Because of a Mancos Library tech, more than 9 million avatars from around the world can now visit the Sustainable Living Library when they're online in Second Life.
Victoria Petersen, the Mancos Library technology manger, applied for a grant from the American Library Association to create a library in the online community with another librarian from Aurora who had a similar proposal.
Petersen started by designing her avatar, Plautie Corvale, to explore Second Life, a site she heard about from a library listserv e-mail.
In the online world, avatars are computer-generated people created by their human counterparts to exist in virtual worlds such as Second Life.
"I joined because it sounded interesting," she said. "I'm the tech person here and trying new things, so I can be more knowledgeable and help more patrons."
She added that she quickly learned to find areas that interested her on the site.
Petersen based the online library on the green plans for the new Leed Certified Green Mancos Library expected to open in May.
The new library will be about 7,000 square feet, a-bout three times larger than the current library, with double the number of computers.

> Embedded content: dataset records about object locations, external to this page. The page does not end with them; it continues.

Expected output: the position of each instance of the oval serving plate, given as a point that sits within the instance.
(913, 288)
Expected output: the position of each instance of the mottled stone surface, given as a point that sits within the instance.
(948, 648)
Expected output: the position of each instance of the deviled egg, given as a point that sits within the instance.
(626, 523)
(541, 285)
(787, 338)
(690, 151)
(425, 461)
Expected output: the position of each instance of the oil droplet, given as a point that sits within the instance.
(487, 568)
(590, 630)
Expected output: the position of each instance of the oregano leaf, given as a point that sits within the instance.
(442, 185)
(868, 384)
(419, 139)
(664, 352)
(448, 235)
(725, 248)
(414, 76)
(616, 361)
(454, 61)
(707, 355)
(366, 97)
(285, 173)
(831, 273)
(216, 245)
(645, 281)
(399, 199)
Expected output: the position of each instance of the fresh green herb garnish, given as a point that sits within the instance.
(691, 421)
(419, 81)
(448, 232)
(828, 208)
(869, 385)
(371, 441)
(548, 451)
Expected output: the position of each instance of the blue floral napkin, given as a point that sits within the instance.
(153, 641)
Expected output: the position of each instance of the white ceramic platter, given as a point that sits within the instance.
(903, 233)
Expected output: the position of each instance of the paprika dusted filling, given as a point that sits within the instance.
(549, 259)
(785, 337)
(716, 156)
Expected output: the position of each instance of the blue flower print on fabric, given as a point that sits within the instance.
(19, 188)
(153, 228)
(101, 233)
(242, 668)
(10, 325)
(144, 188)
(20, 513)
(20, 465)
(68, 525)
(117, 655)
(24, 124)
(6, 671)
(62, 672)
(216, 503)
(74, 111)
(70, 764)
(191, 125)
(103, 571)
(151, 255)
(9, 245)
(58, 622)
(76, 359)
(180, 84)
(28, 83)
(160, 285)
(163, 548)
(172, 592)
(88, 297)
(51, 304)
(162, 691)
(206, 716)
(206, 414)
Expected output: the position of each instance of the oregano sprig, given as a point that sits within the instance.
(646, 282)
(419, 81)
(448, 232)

"The purpose of our library in Second Life is to educate about sustainability and the environment," she said. "This is more fun than the Internet. It's completely mimicking life, but on a much larger scale."
For instance, she's discovered people who are interested in an Abraham Lincoln book club in Second Life and the avatars recently held their first virtual presentation in their library on how to have a green holiday.
The world of avatars has even crept into Petersen's personal life. After she caught her husband using her avatar to "steal" a car, she set rules.
"I made him finally get his own avatar, and we have even gone on dates," she said. "Last Valentines Day that's what we did. We put the kids to bed, and there's this couple we know who live in Arizona, so we made arrangements to go on a double date and went out dancing."
Petersen said the virtual library's resources should be completed by the library's opening this summer.
She added that Gartner Research group has predicted by 2011, 80 percent of active Internet users will have some type of virtual world avatar.
"It's good to be where your customers are going to go," she said, adding that virtual reference desks are active in Second Life currently, just like a real library.
"What we're hoping is to do outreach in a new way. We can help people in Australia and increase our customer base," she said. "It's another beauty of Second Life. For people in remote areas especially. I do so much networking. I talk to librarians across the globe."